There wasn’t much new from this pack for the Corporation in my mind, but Simone Diego was yet another card for my long beleaguered Weyland deck to help advance ice and agendas efficiently. Ultimately though, after several months of refining the Weyland deck and trying to make it work, I gave up after May and switched to a couple of different Corporation factions that I hadn’t used in a while, as described below.
After the longer than usual lag between the fourth and fifth data packs, the time between the fifth and sixth packs was particularly short. The sixth data pack – Future Proof – actually arrived on May 31, in the same month as the previous data pack. From the release of this final data pack in the first cycle on May 31 until the arrival of the first deluxe expansion – Creation & Control – two months later on July 31, I was able to get in a good 43 plays of Netrunner. After the relatively minimal impact of the previous data pack, except for Kati Jones of course, I was happy to see that Future Proof had many more cards that I was interested in trying out.

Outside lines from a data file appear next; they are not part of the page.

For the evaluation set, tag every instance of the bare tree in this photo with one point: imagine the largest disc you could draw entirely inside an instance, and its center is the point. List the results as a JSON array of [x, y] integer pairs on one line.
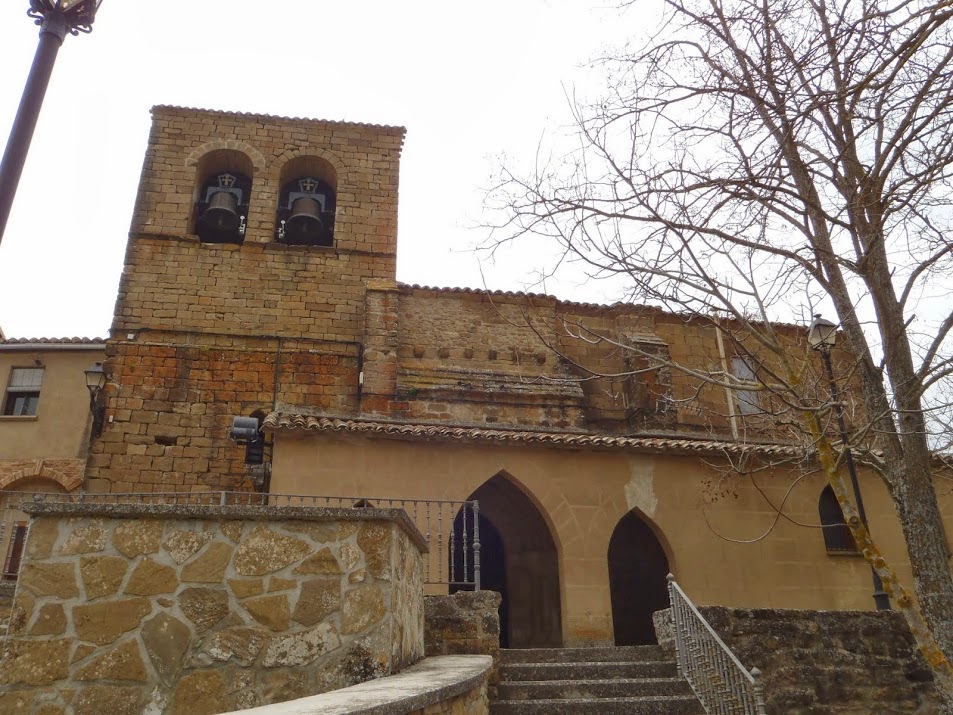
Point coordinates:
[[757, 155]]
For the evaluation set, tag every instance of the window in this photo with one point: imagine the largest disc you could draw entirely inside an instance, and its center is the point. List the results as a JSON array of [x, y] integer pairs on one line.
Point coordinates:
[[23, 392], [748, 401], [11, 565], [837, 536]]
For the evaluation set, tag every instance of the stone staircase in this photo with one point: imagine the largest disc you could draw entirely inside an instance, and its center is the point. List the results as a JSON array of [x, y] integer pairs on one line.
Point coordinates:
[[636, 680]]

I’ve always thought it was odd that I eagerly paid $10 each month for a pack of 20 new cards when I ultimately would only use around five to seven of those cards. Still a few cards can make a huge difference in the tenor of the game, so I’ve been fairly pleased with the format so far. I know the “living card game” format is nothing new to FFG and many people, but it was my first experience with it and a novel one at that.
Future Proof introduced 9 new Runner cards and 11 new Corporation cards to the mix. I was personally most interested in the new Runner cards, which convinced me to take apart the Anarch deck I’d been working on, and switch to a Shaper and a Criminal deck instead. The Shaper deck I tried was entirely focused on accessing R&D. The trio of Indexing, R&D Interface, and Deep Thought was too much to resist. I built a Chaos Theory deck that used Surge to buff up Deep Thought and Medium. The problem was that once the Corporation player realized that my sole focus was on R&D, they could throw a few ice in front of there and it became almost prohibitively expensive to access R&D each time. I’d have to wait until I could pair a Maker’s Eye with a couple of R&D Interfaces so I could access 5 cards at once before it became worthwhile.

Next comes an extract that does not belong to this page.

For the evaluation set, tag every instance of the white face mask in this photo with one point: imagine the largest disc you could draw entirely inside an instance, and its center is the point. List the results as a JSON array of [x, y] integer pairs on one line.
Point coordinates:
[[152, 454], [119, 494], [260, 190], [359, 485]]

I had more luck with a newly minted Andromeda deck that used the new Mr. Li and the new Faerie (paired with the old Sacrificial Construct). I used Mr. Li to make sure I could find Kati Jones quickly and set up a full rig with not only Faerie, but also good old favorites Corroder and Gordian Blade. I was happy to finally have a cost effective sentry breaker in Faerie, even if the downside of trashing the ice breaker after using it was huge. It was also interesting to have a good use for Sacrificial Construct to keep Faerie around for an extra use. I had reasonably good success with this deck and found it to be one of the more effective Runner decks I’d tried.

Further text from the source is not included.